Summary: Please support DRM_IOCTL_SYNCOBJ_HANDLE_TO_FD
Status: RESOLVED FIXED
Alias: None
Product: valgrind
Classification: Developer tools
Component: general (show other bugs)
Version: 3.23.0
Platform: Fedora RPMs Linux
: NOR normal
Target Milestone: ---
Assignee: Mark Wielaard
URL:
Keywords:
Depends on:
Blocks:
 
Reported: 2024-08-30 20:18 UTC by Michael Catanzaro
Modified: 2024-11-27 13:10 UTC (History)
5 users (show)

See Also:
Latest Commit:
Version Fixed In:
Sentry Crash Report:


Attachments
Quick and dirty record_fd_open for DRM_IOCTL_SYNCOBJ_HANDLE_TO_FD (1.63 KB, text/plain)
2024-08-30 21:36 UTC, Mark Wielaard
Details
quick and dirty fd handling for ioctls drm_ioctl_suncobj_handle_to_fd, DRM_IOCTL_PRIME_FD_TO_HANDLE and SYNC_IOC_MERGE (2.39 KB, text/plain)
2024-08-30 22:52 UTC, Mark Wielaard
Details
Fixup of sync_file defines plus fd tracking for 3 ioctls (4.42 KB, text/plain)
2024-08-31 00:54 UTC, Mark Wielaard
Details
Fixup of sync_file defines plus fd tracking for 3 ioctls (4.42 KB, text/plain)
2024-08-31 15:16 UTC, Mark Wielaard
Details
Implement stable variant of sync_file ioctls (4.99 KB, text/plain)
2024-08-31 17:51 UTC, Mark Wielaard
Details
Combined valgrind+strace log (1.07 MB, text/plain)
2024-09-13 20:59 UTC, nilskemail+kde
Details

Note You need to log in before you can comment on or make changes to this bug.
Description Michael Catanzaro 2024-08-30 20:18:10 UTC
SUMMARY

It's hard to use valgrind to debug file descriptor errors in GTK applications because valgrind doesn't understand that DRM_IOCTL_SYNCOBJ_HANDLE_TO_FD may allocate a file descriptor.

STEPS TO REPRODUCE
1. GSK_RENDERER=vulkan valgrind --tool=none --track-fds=yes gnome-calculator

OBSERVED RESULT

valgrind will print some actual fd bugs in GTK, but it will be very hard to tell what is a real bug and what is not, because valgrind will also print a bunch of false positive complaints that look like this:

==34793== File descriptor 27: /dmabuf: is already closed
==34793==    at 0x63C7F9C: close (close.c:27)
==34793==    by 0x397D1542: wsi_create_sync_for_image_syncobj (wsi_common_drm.c:410)
==34793==    by 0x397CEE67: wsi_common_acquire_next_image2 (wsi_common.c:1205)
==34793==    by 0x397CEC92: wsi_AcquireNextImageKHR (wsi_common.c:1186)
==34793==    by 0x4EEA265: gdk_vulkan_context_begin_frame (gdkvulkancontext.c:652)
==34793==    by 0x4EBAA46: gdk_draw_context_begin_frame_full (gdkdrawcontext.c:399)
==34793==    by 0x4F9D169: gsk_gpu_frame_default_begin (gskgpuframe.c:87)
==34793==    by 0x4FB8B4F: gsk_vulkan_frame_begin (gskvulkanframe.c:160)
==34793==    by 0x4F9D4C8: gsk_gpu_frame_begin (gskgpuframe.c:209)
==34793==    by 0x4FB0AC1: gsk_gpu_renderer_render (gskgpurenderer.c:446)
==34793==    by 0x4F0CC24: gsk_renderer_render (gskrenderer.c:495)
==34793==    by 0x4BCC5C4: gtk_widget_render (gtkwidget.c:12012)

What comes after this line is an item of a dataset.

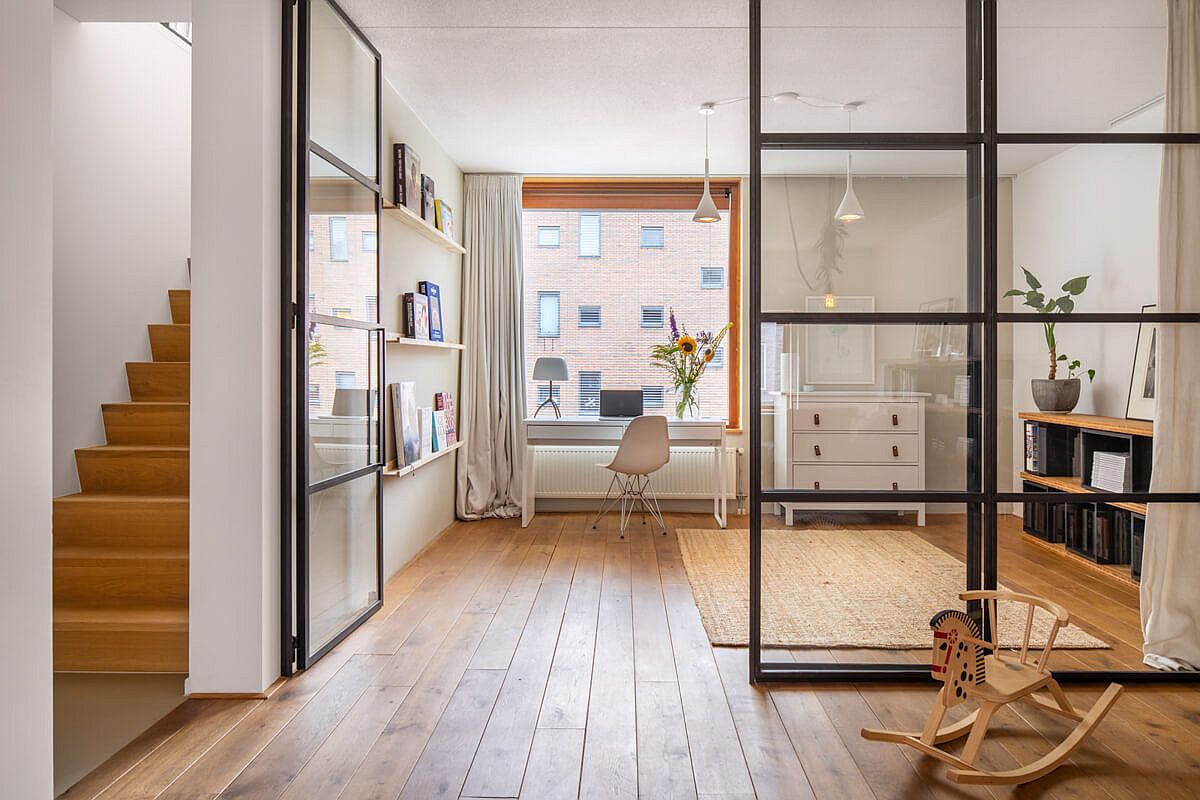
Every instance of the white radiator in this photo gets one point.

It will also print the backtrace to where the fd was previously allocated and previously closed, but this is irrelevant. wsi_create_sync_for_image_syncobj() is getting the fds via the DRM_IOCTL_SYNCOBJ_HANDLE_TO_FD ioctl before closing them, so they're coming straight from the kernel. valgrind just doesn't know about this.

EXPECTED RESULT

No bogus complaints

SOFTWARE/OS VERSIONS

Fedora 40: gtk4-4.14.4-2.fc40, valgrind-1:3.23.0-4.fc40

ADDITIONAL INFORMATION

I've figured out that we need to add VKI_DRM_IOCTL_SYNCOBJ_HANDLE_TO_FD and struct vki_drm_syncobj_handle in vki-linux-drm.h, and then add ML_(record_fd_open_nameless) somewhere in syswrap-linux.c. But that looks a little complicated.
Comment 1 Michael Catanzaro 2024-08-30 20:30:28 UTC
Unfortunately Benjamin thinks we'll need a lot more than one new ioctl for `valgrind --track-fds=yes` to be useful for GTK applications, including at least  SYNC_IOC_MERGE and DRM_IOCTL_PRIME_HANDLE_TO_FD.

I also forgot to include a link to my GTK issue report: https://gitlab.gnome.org/GNOME/gtk/-/issues/6969
Comment 2 Mark Wielaard 2024-08-30 21:36:40 UTC
Created attachment 173142 [details]
Quick and dirty record_fd_open for DRM_IOCTL_SYNCOBJ_HANDLE_TO_FD

Thanks for the report. I was unaware that there were ioctls that created fds. But of course, why not.
Attached is a quick and dirty patch to record the fd from DRM_IOCTL_SYNCOBJ_HANDLE_TO_FD.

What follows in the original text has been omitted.